Here’s the thing, people who find it difficult to make
friends hold on harder to most of their friends. Because they have only a small
number of friends, they’re all extremely important to them. Now before I delve
further into my theories, yes this is an acute observation of my life, because I
do not have this kind of an insight about anyone else’s life. This isn’t a ‘I am
so awesome’ post, I know I am not the only one going through this, and which is
probably why I am writing this, trying to reach that one other person who is
blaming himself for not being able to hold on to friends.
Coming back to the point, people like me have very few
friends and we hold on to those, they are important, very important. But atypically,
to these people, some of them, we are not the most important tier of friends.

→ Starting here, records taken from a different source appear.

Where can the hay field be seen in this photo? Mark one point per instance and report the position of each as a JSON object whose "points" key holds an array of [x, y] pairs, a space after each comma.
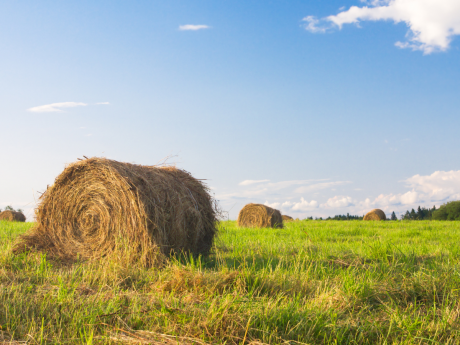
{"points": [[313, 282]]}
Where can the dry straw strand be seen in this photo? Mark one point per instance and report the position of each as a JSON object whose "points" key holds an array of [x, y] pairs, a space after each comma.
{"points": [[259, 216], [375, 214], [99, 207], [12, 216]]}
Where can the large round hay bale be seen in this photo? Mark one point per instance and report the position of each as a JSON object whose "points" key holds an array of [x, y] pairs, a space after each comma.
{"points": [[259, 216], [99, 207], [287, 218], [375, 214], [12, 216]]}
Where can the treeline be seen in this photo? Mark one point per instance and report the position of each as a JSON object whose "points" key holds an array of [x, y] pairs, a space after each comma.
{"points": [[345, 217], [422, 213], [338, 217]]}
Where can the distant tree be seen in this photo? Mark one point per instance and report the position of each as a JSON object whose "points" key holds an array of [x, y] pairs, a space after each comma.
{"points": [[393, 216], [449, 211]]}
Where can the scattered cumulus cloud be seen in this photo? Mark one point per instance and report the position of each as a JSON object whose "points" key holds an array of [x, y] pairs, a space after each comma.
{"points": [[339, 202], [190, 27], [319, 186], [319, 199], [55, 107], [432, 23]]}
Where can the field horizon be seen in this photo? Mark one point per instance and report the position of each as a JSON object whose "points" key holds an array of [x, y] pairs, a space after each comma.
{"points": [[313, 282]]}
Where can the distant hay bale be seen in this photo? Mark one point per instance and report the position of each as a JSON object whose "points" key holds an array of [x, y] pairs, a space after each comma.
{"points": [[375, 214], [287, 218], [12, 216], [259, 216], [99, 207]]}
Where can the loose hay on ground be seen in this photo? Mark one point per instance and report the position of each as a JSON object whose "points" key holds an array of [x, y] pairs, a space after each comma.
{"points": [[99, 207], [375, 214], [12, 216], [259, 216]]}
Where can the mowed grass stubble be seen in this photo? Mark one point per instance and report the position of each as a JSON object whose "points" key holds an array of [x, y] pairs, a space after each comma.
{"points": [[313, 282]]}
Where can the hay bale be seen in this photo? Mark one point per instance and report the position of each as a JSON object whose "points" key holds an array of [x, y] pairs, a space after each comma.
{"points": [[99, 207], [287, 218], [12, 216], [375, 214], [259, 216]]}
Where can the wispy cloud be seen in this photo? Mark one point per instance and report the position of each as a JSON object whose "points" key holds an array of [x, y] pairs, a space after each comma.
{"points": [[55, 107], [191, 27], [432, 23], [249, 182]]}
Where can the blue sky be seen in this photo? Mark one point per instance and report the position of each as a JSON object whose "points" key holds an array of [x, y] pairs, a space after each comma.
{"points": [[315, 108]]}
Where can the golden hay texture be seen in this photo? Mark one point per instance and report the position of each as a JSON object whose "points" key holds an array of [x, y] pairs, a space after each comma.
{"points": [[99, 207], [375, 214], [259, 216], [12, 216], [287, 218]]}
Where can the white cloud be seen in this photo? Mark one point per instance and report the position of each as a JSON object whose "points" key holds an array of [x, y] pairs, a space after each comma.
{"points": [[304, 205], [312, 25], [440, 186], [190, 27], [432, 23], [249, 182], [273, 204], [55, 107], [437, 188], [319, 186], [339, 202], [289, 206]]}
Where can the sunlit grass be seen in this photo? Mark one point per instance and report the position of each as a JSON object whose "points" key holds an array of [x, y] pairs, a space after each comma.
{"points": [[314, 282]]}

Now here is the difference between these friends. Your most important friends
are the ones you have around at all times, you are a part of all aspects of
their life, their family, you basically know everyone and their mother. The second
tier knows everything too, just gets the second call. No biggie, but the second
tier friend may or may not affect a person’s mood. If you get super busy, the
first tier will still get to see you, the second tier not so much. Sometimes you
become a regular in their life and sometimes they want you around only when
they are bored. You treat them special and you think you are being treated
special too, you think that your opinion or presence matters but sometimes it doesn’t.
The realisation that you are playing second fiddle comes at
the oddest moments especially when you’re not expecting the epiphany. It hits
you like a ton of bricks and sometimes it is just a passing breeze. At some
point, through various introspections you’d think that I would figure that I probably
might be dealing with people who I was second tier to, so I stopped talking to
those people. But no, this realisation came to me through the oddest
circumstances, job took over my life, I couldn’t be free when they were free
and so on.
Here’s the thing though, those people weren’t bad people, or
aren’t bad people, I am not saying they didn’t care about me either. It was
just something that is very human to have. It is also a problem that we
sometimes come on very strong because of our nature. Now let’s look at the
negatives of this situation. You somehow stop caring about keeping in touch
with people, sometimes people who actually care for you, losing them because
you were once bitten. Now it takes you even longer to make and trust the
friends that you make because you feel like you can’t be sure any more about
who will truly be there for you. It is a very insecure state of mind.
The positive, today you can proudly say that you gave
everything you had to every friendship that you ever had and you will give your
hundred percent to every friendship you will have. Question is, do the first
fiddles in your life realise that you play second fiddle in theirs? A bigger
question is, do you know who your second fiddle friend is?